In José Ovejero’s novel Nunca pasa nada, the arguable protagonist, an Ecuadorian immigrant by the name of Olivia, reveals the world around her to be one of prejudice, contradictions, and both racist and sexist perceptions that, while reconstructed to fit within a modern framework, are nevertheless reminiscent of a violent colonial past. While Olivia is required by pure necessity to move and adapt to a foreign country and culture, she is caught in an endless number of tensions that appear to provide her salvation while simultaneously condemning her. In the shadow cast by the unquestionable importance of money and social appearances, Olivia’s situation raises difficult questions regarding immigrants’ rights and human rights as a whole.
The first of Olivia’s problems, and the issue that continues to drive the narrative, is her debt. Having failed to pay back the loan for her immigration and sending it instead to her dying mother, Olivia finds herself in a difficult and even dangerous situation from the very beginning. Julián constantly haunts her, demanding she pay him what she owes. While Julián explains that he cannot cover for her debt and that charity simply does not exist in his world, the reader might begin to question the ethics of the society beyond this single character. A young girl forced to move to a “first-world” country to find a job that pays for her mother’s chemotherapy is certainly an indication that the system in her own country is broken (and the history of this problem is, of course, all too clear). But when she encounters an equally difficult, and significantly more dangerous situation in the very country where she hoped to find economic aid, the disguised but ever-existing power relationship between the historic colonizer and colonized rises brutally to the surface.
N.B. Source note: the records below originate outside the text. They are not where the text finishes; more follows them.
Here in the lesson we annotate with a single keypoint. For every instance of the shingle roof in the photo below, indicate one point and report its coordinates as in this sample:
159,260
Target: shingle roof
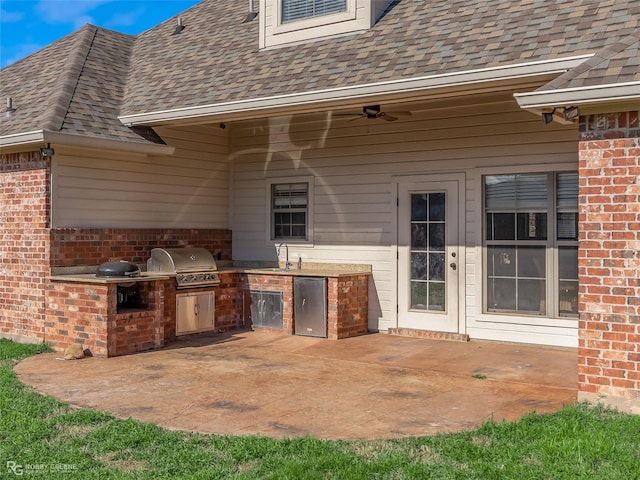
617,63
75,85
81,83
216,58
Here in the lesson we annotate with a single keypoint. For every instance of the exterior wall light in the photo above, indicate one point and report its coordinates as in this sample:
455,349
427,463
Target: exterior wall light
570,113
47,151
547,117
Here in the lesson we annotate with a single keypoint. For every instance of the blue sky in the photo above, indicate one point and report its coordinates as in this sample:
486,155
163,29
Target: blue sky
26,26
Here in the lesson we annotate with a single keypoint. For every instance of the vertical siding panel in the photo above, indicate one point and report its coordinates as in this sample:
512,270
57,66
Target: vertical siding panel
355,165
189,189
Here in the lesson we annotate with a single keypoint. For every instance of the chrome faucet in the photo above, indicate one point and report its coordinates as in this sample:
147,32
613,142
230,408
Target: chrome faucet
287,264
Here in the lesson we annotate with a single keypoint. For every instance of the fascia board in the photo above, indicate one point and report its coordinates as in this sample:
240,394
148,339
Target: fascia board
579,95
25,138
107,144
468,77
39,137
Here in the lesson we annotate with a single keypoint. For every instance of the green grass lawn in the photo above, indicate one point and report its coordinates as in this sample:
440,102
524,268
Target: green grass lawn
41,437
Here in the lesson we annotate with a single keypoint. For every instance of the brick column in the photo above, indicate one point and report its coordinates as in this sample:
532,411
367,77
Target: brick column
609,260
24,244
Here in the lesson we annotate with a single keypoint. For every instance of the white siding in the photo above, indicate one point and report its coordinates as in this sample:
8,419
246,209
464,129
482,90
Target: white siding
355,165
360,15
115,189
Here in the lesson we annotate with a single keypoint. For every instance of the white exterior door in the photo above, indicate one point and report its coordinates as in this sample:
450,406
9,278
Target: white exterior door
429,255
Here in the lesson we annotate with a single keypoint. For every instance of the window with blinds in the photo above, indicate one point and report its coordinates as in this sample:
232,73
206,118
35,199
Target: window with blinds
531,244
289,207
293,10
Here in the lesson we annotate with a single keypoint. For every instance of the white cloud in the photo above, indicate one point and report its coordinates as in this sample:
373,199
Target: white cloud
18,52
125,19
10,17
75,12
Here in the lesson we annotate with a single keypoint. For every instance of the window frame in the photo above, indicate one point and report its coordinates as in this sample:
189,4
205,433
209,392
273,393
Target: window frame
551,245
281,10
307,23
270,218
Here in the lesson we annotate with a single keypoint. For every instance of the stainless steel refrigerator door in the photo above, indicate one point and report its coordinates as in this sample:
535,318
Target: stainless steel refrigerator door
310,306
195,312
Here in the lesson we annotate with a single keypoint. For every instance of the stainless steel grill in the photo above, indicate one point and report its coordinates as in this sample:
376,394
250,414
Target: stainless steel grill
193,267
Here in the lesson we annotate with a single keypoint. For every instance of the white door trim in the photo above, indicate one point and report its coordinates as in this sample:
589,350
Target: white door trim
397,181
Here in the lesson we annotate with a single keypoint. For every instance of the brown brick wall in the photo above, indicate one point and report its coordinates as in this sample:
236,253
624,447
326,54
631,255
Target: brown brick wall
272,283
227,302
93,246
609,256
87,314
347,307
79,313
24,243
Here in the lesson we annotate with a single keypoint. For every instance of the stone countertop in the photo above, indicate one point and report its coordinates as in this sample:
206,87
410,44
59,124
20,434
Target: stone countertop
91,278
310,270
304,272
87,275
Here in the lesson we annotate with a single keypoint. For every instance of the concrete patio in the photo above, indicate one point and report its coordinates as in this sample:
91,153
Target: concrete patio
264,383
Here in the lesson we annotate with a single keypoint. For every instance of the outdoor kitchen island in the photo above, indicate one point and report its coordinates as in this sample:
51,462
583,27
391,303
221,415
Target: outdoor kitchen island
347,295
109,316
120,316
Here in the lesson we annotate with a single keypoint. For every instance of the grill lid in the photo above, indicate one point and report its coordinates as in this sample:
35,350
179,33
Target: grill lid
181,260
118,269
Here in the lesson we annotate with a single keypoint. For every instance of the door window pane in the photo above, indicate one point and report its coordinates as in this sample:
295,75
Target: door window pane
418,266
436,296
436,207
436,236
427,255
436,266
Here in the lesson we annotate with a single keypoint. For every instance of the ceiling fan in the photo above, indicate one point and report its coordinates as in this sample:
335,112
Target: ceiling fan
373,112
As an illegal immigrant, Olivia cannot seek government aid (if any where to be available) and those surrounding her who could help her place her instead in the inevitable role of victim.
The monetary solution to her problem could, according to Julián, be solved if Olivia were to work nights. Her religious and moral convictions, however, prevent her from doing so. When she seeks aid from her priest, he fails to understand the extreme necessity in which she finds herself and is unable (more likely unwilling) to help her solve any of her problems, although continues to encourage her to look to God for her answers. The pressing need to pay back the debt and the knowledge that she can never do it while staying within her moral rules of conduct disables Olivia from moving in any direction and surrounds her with harsh judgment and threats from all sides.
Nico appears to provide a possible exit to this violent situation, albeit providing an equally violent alternative. Nico’s “educated” views on the colonial relationship between their two countries instill in him a sense of guilt and a desire to relieve that guilt by offering to provide Olivia with an official education. Although seemingly progressive and thoughtful, Nico’s offer is saturated in ignorant stereotypes and driven by personal satisfaction. For the same reasons that he sees Olivia as socially inferior, he is also attracted by her aura of innocence, ignorance and genuine honesty. He justifies many of these sexual advances as providing comfort to Olivia, thereby alleviating his conscious. Olivia, finding herself in another morally questionable circumstance, attempts to convince herself of the relative harmlessness of the situation, aware that her alternatives are more than likely worse. Her death, while explained by natural causes, is evidently triggered by this emotional abuse and, while tragic, serves to expose the human rights injustices that immigrants are forced to suffer. The circumstances may have changed, but they simply hide the underlying colonialist relationship underneath.